After that things got a little more everyday for Everyman. As he tried to persuade his friends, his family and (most allegorically and oddly) his worldly goods that they should help him defy death, the flow of the storytelling began to fracture and slow. And while Ejiofor was never anything less than compelling, it took some time to feel he was anything more than a cipher. This may be because the character of Everyman is, frankly, a bit of a crowd-pleasing, hand-wringing dick, and Ejiofor so rarely plays low status. (Even when grovelling in pain on a cell floor in “12 Years a Slave”, his moral authority ran through him like wire.) Still, by the time he reached his final speech—a long, defiant monologue celebrating his life in all its failings—he was absolutely a man, as well as all men. His final lingering, wondering, unsure repetition of the phrase “I think I have a soul” was an operatic dying fall, done with great skill and beauty.
Despite a few irritating weak spots erupting in the chorus whenever they stop dancing and start talking, Ejiofor is well supported by the rest of the cast, particularly Duchêne.
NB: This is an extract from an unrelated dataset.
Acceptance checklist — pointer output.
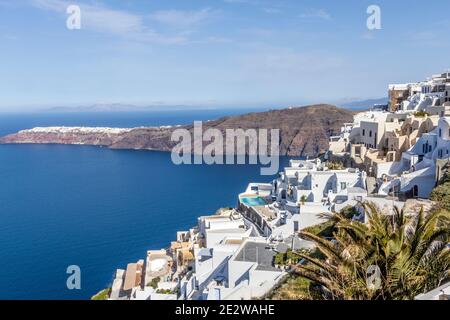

Penny Layden’s Knowledge (would it have been more accurate to title her Self-Knowledge?) is an authentically genderless, toothless, wobbling drunk who sees all too well where Everyman’s emotions are heading, and offers him a consoling bottle of Smirnoff whenever things get too self-pitying. Most enjoyable, though, is Dermot Crowley, wry and relentless in a white boiler suit, chemical gloves and flame-embroidered woolly hat. After he’s despatched Everyman, and God has wept over the grave, he’s left alone on the stage. “Eeeny, meeny, miney, mo,” he says, stabbing a killer finger at the audience. “Who’s next?” Death gets the last laugh, on stage as well as off.